Lee Tracy was confused. Perplexed. Still is. But in a good way. “It’s almost like I had threads attached to my brain that were thoughts that didn’t belong to me, and I had to get out the scissors and start cutting them,” Tracy says. “And I’m still cutting them today.” She may still have some snipping to do, but chatting with us in her Near North studio, it seems Tracy has clipped her way free of whatever impeded her in the past. The latest evidence is “Negative to Positive,” her show at the International Museum of Surgical Science.Seven years ago, numbness in her face sent Tracy to the hospital for a brain scan. It came back negative. The symptoms abated; Tracy moved on, but she wasn’t quite the same. “That was really a period of change for me, a period of questioning,” she says. “Things like, What does it mean to be an artist? What’s my role? How am I supposed to sustain that—be in the world but yet apart from it? I have those answers today. And now, a lot of what I learned, I’m able to push into action. But then there are bigger questions that I can’t answer and I don’t think anyone can. I don’t want to say [that the questions are about] the meaning of life. It’s not that. But how does the universe work? And is there a pattern? I like going into topics like that.”
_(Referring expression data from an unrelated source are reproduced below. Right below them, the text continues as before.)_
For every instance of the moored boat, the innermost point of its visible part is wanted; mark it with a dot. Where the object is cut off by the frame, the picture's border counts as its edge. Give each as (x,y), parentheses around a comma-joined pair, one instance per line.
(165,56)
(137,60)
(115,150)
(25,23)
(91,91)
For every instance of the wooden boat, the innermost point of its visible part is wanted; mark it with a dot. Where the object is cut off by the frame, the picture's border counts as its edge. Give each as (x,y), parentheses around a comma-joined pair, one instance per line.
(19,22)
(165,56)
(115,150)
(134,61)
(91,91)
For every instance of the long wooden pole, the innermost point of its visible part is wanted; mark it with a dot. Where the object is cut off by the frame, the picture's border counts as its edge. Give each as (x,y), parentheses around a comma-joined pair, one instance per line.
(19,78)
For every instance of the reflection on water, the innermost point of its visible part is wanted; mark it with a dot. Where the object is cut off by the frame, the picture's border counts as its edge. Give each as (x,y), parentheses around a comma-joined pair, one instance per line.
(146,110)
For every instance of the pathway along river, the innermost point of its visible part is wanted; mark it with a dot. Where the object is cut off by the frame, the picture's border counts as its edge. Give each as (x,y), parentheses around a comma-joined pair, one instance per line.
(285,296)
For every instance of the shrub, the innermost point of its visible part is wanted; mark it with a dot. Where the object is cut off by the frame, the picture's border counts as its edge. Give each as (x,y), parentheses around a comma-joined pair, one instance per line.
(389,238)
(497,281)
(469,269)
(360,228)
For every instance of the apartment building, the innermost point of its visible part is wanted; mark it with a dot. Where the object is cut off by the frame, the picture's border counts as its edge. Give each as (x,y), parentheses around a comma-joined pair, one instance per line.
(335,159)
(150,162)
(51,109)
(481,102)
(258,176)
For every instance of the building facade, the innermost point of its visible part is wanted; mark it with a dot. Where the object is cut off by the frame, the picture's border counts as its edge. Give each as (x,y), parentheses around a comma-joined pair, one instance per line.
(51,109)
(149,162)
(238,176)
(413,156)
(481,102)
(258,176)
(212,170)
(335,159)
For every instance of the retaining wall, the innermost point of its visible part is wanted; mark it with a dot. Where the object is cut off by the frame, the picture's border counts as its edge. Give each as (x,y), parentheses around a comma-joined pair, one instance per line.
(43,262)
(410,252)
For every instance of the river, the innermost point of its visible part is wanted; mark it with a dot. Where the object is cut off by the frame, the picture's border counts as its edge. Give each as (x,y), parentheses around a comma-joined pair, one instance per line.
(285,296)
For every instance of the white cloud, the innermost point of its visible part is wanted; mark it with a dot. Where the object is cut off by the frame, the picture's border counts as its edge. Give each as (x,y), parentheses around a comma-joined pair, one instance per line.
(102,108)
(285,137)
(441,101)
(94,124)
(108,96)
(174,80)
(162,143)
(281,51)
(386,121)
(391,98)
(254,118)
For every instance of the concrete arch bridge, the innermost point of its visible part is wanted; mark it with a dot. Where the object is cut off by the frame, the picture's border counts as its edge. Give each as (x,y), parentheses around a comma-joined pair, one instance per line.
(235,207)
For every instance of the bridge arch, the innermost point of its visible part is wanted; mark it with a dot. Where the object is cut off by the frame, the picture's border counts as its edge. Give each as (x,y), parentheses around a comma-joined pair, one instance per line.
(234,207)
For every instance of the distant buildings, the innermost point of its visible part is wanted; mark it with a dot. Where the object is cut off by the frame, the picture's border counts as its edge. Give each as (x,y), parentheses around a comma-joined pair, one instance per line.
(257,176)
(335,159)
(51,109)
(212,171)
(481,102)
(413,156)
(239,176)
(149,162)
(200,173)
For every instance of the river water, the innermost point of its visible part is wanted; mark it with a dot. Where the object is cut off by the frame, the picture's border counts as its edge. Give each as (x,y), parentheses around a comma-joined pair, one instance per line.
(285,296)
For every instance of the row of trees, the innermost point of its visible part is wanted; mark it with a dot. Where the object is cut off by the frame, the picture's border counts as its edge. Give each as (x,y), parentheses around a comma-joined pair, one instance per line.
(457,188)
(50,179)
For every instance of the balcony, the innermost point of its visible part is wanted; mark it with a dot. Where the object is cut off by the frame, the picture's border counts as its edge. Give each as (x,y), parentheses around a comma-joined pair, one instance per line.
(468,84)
In the past, Tracy has worked in various natural environments, subjecting objects—teardrop-shaped forms, swaths of red fabric—to sun, wind and water. Those public art projects were forays, overtures to the bigger world—that bit of the universe we call home (when we remember that there’s more to our world than city streets and that strip of beach to which we occasionally escape). “I have missed what Ansel Adams saw, what Blake saw, what Yeats writes about,” Tracy says, “that there are answers in nature that help us to understand our humanness. I wanted that experience, so I had to go out and create it. And it’s funny how it works, because although it is life-altering, it doesn’t hit until after I leave, as I’m driving back to the city. Then it’s, Wow, what did I just do?”
Her artwork took the form of journeys as well as challenges to her perception of art and art making. Many of Tracy’s projects involve site-specific installations in remote locations, and the process is then documented with photographs. Although confined to a gallery space, “Negative to Positive” is a journey, too; it’s a trip back to that period of change in Tracy’s life and a trip forward, an expression of her newfound willingness to accept uncertainty as a partner in her pursuits, rather than an importunate hindrance. “I don’t apply for grants because there’s too much writing about what you’re going to do and why you’re going to do it,” Tracy laughs. “I tried a few, but it’s not for me, because I know what I’m going to set out to do, I don’t know why and I don’t know the meaning until after it’s done. I like this process of not knowing.”
“Negative to Positive” centers around images of Tracy’s brain from that long-ago scan, on which she has etched thoughts she penned back when she was seeking help—such somewhat cryptic observations as, “Throw stuff out there,” or “Every thought gets a new wrinkle.” Mementos, urgings, shadows of life, these black-and-white images underscore the fragility—and potential—of the human body and its dreams and desires. The scans are mounted in light boxes on the wall.Looking back, Tracy relates, “I wanted to be free; I wanted to use my brain; I wanted to think expansive thoughts. But I realized I wasn’t free, because so many of the ideas in my head were planted there as a child, or each time I walked out to Whole Foods or the gas station. Thoughts that weren’t mine. So I’m freer from that experience. I know what I want.”
“Negative to Positive” is on view at the International Museum of Surgical Science through July 21.